All five opposition parties voted against the minority Socialist Party government’s latest austerity program.
The Labour-like party then resigned from office, triggering a general election and throwing the state into further chaos. There is major speculation that Portugal will follow Greece and Ireland and have to be bailed out by the European Union (EU) and International Monetary Fund.
In return, Europe’s leaders will demand even deeper cuts to public spending.
The Socialists pushed through an austerity plan, with cuts in wages, pensions, services and benefits. Prime Minister Jose Sócrates wanted to reduce Portugal’s public spending deficit from 9.3 percent of gross domestic product in 2009 to 4.6 percent this year.
Portugal has loyally followed the consensus of European governments—that spending cuts will deal with the crisis. But, like Greece and Ireland, it its economy has continued to decline.
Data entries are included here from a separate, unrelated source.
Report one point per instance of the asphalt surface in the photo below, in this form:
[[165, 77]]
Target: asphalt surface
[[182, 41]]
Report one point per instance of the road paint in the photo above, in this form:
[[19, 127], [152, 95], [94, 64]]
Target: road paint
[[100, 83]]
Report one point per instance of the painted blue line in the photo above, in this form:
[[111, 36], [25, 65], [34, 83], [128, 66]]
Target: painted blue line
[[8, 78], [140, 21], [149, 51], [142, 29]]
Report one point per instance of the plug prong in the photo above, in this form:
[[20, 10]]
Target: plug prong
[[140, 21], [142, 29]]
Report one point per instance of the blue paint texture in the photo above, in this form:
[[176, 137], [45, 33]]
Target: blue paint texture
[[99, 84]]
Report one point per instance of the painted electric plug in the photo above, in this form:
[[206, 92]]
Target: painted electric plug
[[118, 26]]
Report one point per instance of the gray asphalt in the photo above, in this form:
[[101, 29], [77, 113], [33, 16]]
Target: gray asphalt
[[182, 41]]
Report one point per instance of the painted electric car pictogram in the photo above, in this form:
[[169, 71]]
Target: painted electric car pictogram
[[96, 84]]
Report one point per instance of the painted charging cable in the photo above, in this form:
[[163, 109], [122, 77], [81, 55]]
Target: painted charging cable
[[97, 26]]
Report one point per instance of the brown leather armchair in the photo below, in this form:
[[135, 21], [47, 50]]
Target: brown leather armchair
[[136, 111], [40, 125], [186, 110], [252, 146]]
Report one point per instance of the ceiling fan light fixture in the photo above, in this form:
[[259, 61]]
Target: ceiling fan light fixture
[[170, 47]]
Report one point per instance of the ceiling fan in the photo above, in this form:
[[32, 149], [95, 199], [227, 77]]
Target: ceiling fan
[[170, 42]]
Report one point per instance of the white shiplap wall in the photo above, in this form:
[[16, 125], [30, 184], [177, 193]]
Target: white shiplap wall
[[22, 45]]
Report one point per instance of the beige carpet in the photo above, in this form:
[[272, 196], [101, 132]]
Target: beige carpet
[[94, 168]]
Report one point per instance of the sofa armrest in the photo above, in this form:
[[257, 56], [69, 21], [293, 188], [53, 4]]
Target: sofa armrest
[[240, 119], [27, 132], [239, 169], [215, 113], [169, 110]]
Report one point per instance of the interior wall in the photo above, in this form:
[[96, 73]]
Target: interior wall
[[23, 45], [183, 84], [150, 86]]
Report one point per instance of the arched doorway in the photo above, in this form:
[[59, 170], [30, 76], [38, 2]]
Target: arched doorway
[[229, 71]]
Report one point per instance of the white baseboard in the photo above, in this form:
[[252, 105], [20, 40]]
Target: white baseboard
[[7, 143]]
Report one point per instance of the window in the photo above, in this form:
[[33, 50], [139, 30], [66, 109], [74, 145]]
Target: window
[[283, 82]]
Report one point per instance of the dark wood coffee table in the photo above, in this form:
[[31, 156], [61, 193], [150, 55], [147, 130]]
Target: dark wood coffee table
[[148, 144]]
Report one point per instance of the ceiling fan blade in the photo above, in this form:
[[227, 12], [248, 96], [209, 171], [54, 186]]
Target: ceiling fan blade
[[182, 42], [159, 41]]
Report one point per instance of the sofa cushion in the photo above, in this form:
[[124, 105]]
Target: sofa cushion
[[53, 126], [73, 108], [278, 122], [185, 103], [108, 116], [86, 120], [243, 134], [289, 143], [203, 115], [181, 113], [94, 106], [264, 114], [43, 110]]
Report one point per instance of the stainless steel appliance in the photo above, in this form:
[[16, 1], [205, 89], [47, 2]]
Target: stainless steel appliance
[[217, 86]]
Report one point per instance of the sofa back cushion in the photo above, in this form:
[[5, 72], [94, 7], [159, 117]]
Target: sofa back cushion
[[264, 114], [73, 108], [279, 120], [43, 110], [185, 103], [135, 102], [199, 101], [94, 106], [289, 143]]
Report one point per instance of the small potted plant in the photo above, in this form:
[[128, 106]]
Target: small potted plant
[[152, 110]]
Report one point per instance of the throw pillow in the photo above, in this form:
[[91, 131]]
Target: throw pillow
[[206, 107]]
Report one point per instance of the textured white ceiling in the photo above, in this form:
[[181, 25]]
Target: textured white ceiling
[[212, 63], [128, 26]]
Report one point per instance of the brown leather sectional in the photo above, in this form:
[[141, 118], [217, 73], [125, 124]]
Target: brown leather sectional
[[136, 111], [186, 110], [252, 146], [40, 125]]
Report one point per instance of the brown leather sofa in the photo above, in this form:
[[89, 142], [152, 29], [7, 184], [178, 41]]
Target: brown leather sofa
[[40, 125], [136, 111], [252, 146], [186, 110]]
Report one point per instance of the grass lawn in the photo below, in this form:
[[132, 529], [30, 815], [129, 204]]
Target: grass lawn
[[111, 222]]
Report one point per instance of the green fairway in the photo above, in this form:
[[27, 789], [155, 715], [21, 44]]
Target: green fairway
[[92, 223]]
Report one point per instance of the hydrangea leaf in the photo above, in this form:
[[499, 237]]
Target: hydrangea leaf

Unemployment stands at 11.2 percent.
Chancellor George Osborne has sent the British economy down this rocky road with huge spending cuts. And Spain is the next country facing problems with speculation that its regional banks need 100 billion euros to continue.
Impact: The attacks in Portugal have seen serious resistance, with a powerful general strike by hundreds of thousands of workers in November and large protests.
It has even had an impact on Portugal’s Eurovision entry. The band Homens da Luta’s “A Luta é Alegria” (The Struggle is Joy) is a huge hit. They played at a “Desperate Generation” protest in Lisbon in March.
Its lyrics include, “There are plenty who’ll sell you the air itself/ Day or night, the struggle is joy/ And the people advance, it’s in the street shouting.”
The radical Left Bloc MPs voted against the austerity measures. Francisco Louçã, one of its leaders, said, “We need a left that has answers.
“Our vote of no confidence was in the name of the precarious youth and the long-term unemployed. It has an echo in Portuguese society and has mobilized so many people.”
The Bloc is putting forward an alternative economic program to deal with the crisis.
This includes increasing taxes on the financial sector, nationalizing the energy companies, a 35-hour week, an urban reform plan and changing the eurozone stability pact. But the designs of the international ruling class will mean more misery for the country’s people if they are implemented.